Southern Ocean sediment records reveal future scenarios of the circum-Antarctic frontal system

The Southern Ocean (SO) and Antarctica are intrinsic to the Earth´s climate system. While the oceanic firewall of the Antarctic Circumpolar Current (ACC) frontal system is presently mitigating ocean warming and enhancing ice-sheet stability in Antarctica, it is beginning to weaken and its future is uncertain. With few exceptions, instrumental and satellite-based climate records in the SO and Antarctica do not exceed the past 50 years and are thus too short to place the recent anthropogenic global warming-induced SO changes in the context of natural climate variability.

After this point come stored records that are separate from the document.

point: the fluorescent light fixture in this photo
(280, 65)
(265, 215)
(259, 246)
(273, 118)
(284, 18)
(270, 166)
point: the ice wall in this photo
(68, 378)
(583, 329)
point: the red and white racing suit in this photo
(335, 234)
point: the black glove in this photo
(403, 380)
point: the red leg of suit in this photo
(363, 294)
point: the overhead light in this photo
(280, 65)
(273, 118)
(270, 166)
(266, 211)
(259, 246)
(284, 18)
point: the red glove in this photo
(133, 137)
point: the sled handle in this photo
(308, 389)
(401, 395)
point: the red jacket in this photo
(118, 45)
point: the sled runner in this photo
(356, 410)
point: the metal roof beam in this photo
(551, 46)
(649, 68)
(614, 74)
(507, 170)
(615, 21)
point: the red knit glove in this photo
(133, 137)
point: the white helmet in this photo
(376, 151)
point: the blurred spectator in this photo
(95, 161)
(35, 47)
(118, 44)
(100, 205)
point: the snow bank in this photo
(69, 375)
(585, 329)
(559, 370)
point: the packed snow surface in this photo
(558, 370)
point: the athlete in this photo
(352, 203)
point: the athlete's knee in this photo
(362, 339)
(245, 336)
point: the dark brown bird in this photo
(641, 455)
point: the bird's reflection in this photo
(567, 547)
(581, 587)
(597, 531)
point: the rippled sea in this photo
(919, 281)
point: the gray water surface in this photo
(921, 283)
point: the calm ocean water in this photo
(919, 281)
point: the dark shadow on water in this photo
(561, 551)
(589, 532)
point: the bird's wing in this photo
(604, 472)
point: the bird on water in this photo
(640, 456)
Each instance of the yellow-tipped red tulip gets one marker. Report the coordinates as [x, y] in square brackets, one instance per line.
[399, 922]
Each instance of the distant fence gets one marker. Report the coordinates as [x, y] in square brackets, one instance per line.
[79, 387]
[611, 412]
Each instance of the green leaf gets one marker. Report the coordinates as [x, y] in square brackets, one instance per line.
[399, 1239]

It has long been recognized that the distribution of biogenic and terrigenous sediments in the SO closely reflects the meridional character of the ACC, which critically links the climatic gradients between glaciated Antarctica and the subtropics (e.g., Diekmann, 2007; Keany & Kennet, 1972). The most prominent SO sedimentation pattern is the circumpolar occurrence of diatomaceous oozes, formed of the amorphous opaline silica (Si) remains of marine micro algae. This so-called opal belt (Lisitzin, 1971) is the largest sink of biogenic Si in the world ocean (Chase et al., 2015). Opal contents in the SO are maximal in the vicinity of the Polar Front and decrease towards Antarctica, the latter being largely controlled by increasing sea-ice cover (Chase et al., 2015). Today, the opal belt in the Polar Frontal Zone roughly corresponds to the modern oceanic firewall, i.e. the limit between substantial surface ocean warming to the north and dampened surface warming to the south. North of the Subantarctic Front, an abrupt shift occurs to predominantly calcareous  sediments, composed of carbonate skeletal remains built by planktic and benthic foraminifera and marine algae (coccolithophorids). 

We assess past changes in sediment budgets across the ACC fronts, and assess four-dimensional variations of ACC circulation across different climate states. This is done through sediment echosounder records, calibrated with down-core sediment records along the cross-frontal transects. These data allow to obtain geographically extensive estimates of changes in the position and latitudinal distribution of major oceanic sediment types occurring at the SO firewall.

At the present stage, we focus on ACC fluctuations and frontal shifts on cross frontal transects from selected regions in SW Pacific SO domain, where previous expeditions provide sediment echosounder profiles and sediment cores. However, future research requires the integration of additional core material, and a denser grid of sediment echosounder data in different SO sectors in order to capture expected zonal heterogeneities of ACC strength changes and frontal shifts on a hemispheric scale. For this purpose, substantial coordination efforts and collaboration with international partners is required.

Diekmann B (2007) Sedimentary patterns in the late Quaternary Southern Ocean. Deep Sea Research Part

Keany J, Kennett JP (1972) Pliocene-early Pleistocene paleoclimatic history recorded in Antarctic-Subantarctic deep-sea cores. Deep Sea Research and Oceanographic Abstracts, 19(8):529–548. 

Lisitzin AP (1971) Distribution of siliceous microfossils in suspension and in bottom sediments, in The Micropaleontology of Oceans, edited by B. M. Funnell and W. R. Reidel, pp. 173–195, Cambridge Univ. Press.

Chase Z, Kohfeld KE, Matsumoto K (2015) Controls on biogenic silica burial in the Southern Ocean. Glob. Biogeochem. Cycles 29:1599-1616.